28 Aralık 2021

Moral ve siyasal üstünlük sorunu...

Erdoğan hükümeti bir manevra yaptı ve hâlâ manevra yapabilme yeteneğinde olduğunu kanıtladı.

Faiz indirimi diye tutturmuştu hükümet. Erdoğan “Ben ekonomistim” diyordu; üst üste faiz indirdikçe ekonomik göstergeler tutulmaz olmuştu. Dolar 18, pound 23 TL’yi bulmuş, fiyat etiketleri saat başı değiştirilir, köylü ve esnaf üretim ve ticareti sürdürecek girdilere para yetiştiremez, tarlasını ekemez, raflarını yenileyemez, işçilerle kent yoksullarıysa yiyecek ve ulaşıma para yetiştiremez olmuştu. Kiralarla elektrik, doğal gaz ve su fiyatları yakalanamıyor, kalorifer ve sobalar yakılamıyor, evlerde battaniyelerle oturuluyordu.

Burjuva muhalefetin kendisine güveni gelmiş, sözcüleri üst perdeden konuşmaya başlamıştı. Hiç zahmete girmeye, mücadele etmeye gerek yoktu. Erdoğan ilk seçimde gidecekti, “Bekleyin, geliyoruz” diyor, öyle inanıyorlardı. Erdoğan ekonomiyi batırmıştı, bundan sonra seçim ve kendilerinin hükümeti kaçınılmazdı!

Ama kazın ayağı başka çıktı ve Erdoğan muhalefetin beklemediği bir manevrayla herkesi şaşırttı. TL’yi dövize endeksleyip hazine garantisine bağladı ve dolar birkaç günde 11 TL’nin altına kadar geriledi. Yazının yazıldığı pazar gecesi 1 dolar 10.95 TL’ydi. Efsane geri dönmüş görünüyordu. Burjuva muhalefetin birkaç gün sesi soluğu kesildi, beklemedikleri bir darbe yemişlerdi!

Halaylar ve bu kez Erdoğan yandaşlarının üst perdeden konuşmaları başladı: “Hani inmezdi dolar, tükürdüğünüzü yalayın bakalım!” Erdoğancılar morallenmişti bu kez. Moral dediğin pamuk ipliğine bağlıdır, gelir gider ve kendilerini “Kaf Dağı’nda” görenler, ertesi gün aşağı düşerler -halkı kardırma amaçlı uyduruk vaatleriyle burjuva politikası böyledir.

Oysa burjuva muhalefette ekonomistler, hatta eski Merkez Bankası başkan ve yöneticileri yok değil. Tümü gafil avlandı, Erdoğan’a karşılık veremez oldu. Sonra sonra kendilerine geldiler, ama o dalgasının üzerine bindikleri moral üstünlüğü de kaybettiler. Erdoğan bir nefes alırken, yeniden ele geçirmeleri zaman alacak, belki de hiç başaramayacaklar.
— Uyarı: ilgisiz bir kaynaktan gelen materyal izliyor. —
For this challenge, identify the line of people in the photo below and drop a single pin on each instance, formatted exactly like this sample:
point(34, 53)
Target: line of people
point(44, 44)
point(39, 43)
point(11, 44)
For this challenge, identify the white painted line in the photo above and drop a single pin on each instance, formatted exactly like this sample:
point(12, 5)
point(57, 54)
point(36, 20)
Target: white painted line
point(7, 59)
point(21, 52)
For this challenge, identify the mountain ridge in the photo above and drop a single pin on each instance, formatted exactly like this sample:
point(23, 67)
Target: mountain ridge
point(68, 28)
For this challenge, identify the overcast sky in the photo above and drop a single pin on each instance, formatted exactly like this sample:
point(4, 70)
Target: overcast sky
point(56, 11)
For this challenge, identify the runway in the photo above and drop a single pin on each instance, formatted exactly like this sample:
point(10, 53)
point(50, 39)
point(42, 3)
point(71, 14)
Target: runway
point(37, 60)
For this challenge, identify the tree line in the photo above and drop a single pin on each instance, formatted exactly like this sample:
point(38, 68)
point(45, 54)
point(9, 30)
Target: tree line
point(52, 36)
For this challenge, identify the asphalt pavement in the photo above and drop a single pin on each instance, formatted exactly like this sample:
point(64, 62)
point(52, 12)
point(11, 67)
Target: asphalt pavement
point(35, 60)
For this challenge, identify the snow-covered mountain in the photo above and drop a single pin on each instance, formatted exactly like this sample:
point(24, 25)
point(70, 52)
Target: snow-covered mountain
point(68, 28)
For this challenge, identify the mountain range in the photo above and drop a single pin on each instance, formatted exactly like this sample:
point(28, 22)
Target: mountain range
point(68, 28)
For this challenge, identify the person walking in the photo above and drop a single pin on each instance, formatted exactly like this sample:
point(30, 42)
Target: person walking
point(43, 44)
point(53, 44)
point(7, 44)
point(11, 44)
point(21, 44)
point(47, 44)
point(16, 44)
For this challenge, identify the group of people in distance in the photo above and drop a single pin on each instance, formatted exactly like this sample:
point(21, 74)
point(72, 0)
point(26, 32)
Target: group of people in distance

Ekonomiye emekçinin alın terinden bakmadıkları için Erdoğan’ın karşısında gafil avlandılar. Osmanlı’da oyun çoktur, ancak tümü emekçinin alın terine çökmeye dayalıdır. Biri olmazsa ötekisi…

Erdoğan’ın TL’yi dolara endeksleyerek tam bir dolarizasyona yöneldiği son hamlesiyle, işçi ve emekçilerin sırtındaki kambur büyüdü sadece. Öncesinde “Çin modeli” adı takılan yöntemle, ucuzlamış TL ve ucuz iş gücü sömürüsüyle ihracat artırılacak, ihracat artışı işçinin sırtından finanse edilecekti. Böylelikle üretimin artırılması ve piyasanın canlandırılması öngörülmüştü. Yoksa “Nas” falanla ilgisi yoktu.

Beklentisi ilk gerçekleşmeyen Erdoğan oldu. Faiz indirimiyle ipin ucunun kaçıp dövizin yükselişinin durdurulamadığı ve çözümsüzlüğe gidildiğini gördüğünde “ustalığını” konuşturup son kozlarından birini oynayarak, banka mevduatlarına hazine garantisi formülünü açıkladı. Doların yükselişi durdu, ama hâlâ bir ay öncesine göre yüzde 30-40 yüksek olan doların yükselişinin durması, “Dolar artacak” diyen burjuva muhalefeti susturmakla birlikte, ekonominin derdine deva olamazdı, olmadı. Sonradan toparlanan burjuva muhalefet sözcülerinin dediği gibi, öncelikle son operasyondan haberi ve elinde hangi cinsten olursa olsun birikimi olanlar vurgunu vurdu. 18 TL’den sattığı dolarını 11-12 TL’den alma şansı olanlar palazlandı. Ve asıl önemlisi, hazinenin garanti ödemeleri vergi ve zamlarla emekçi halkın sırtından finanse edilecek. Özetle, Mehmet sürekli “Nöbette kalacak” ve soyulacak!

Bunda Erdoğan hükümeti yandaşlarının sevinecekleri bir yön olması olanaksız; çünkü her önlemlerini işçi ve emekçilere fatura ederek, onları kendilerine karşı kışkırtıyor ve sonlarını yakınlaştırıyorlar. Ama burjuva muhalefet karşısında yeni bir morallenme şansı buldukları da gerçek. Bir koşulla bu moral üstünlüğün primini yiyebilirler: Dolar yükselirken durmaksızın pahalanan gıda maddelerini ucuzlatarak. Mümkün mü -değil ya da Erdoğan servetine kıyıp bu amaçla harcamaya yanaşırsa bir süre olabilir! Cebinde dolar ya da TL olmayan ve ay sonunu zor getirenleri TL’ye hazine garantisiyle yeniden kandırmak olanaksızdır.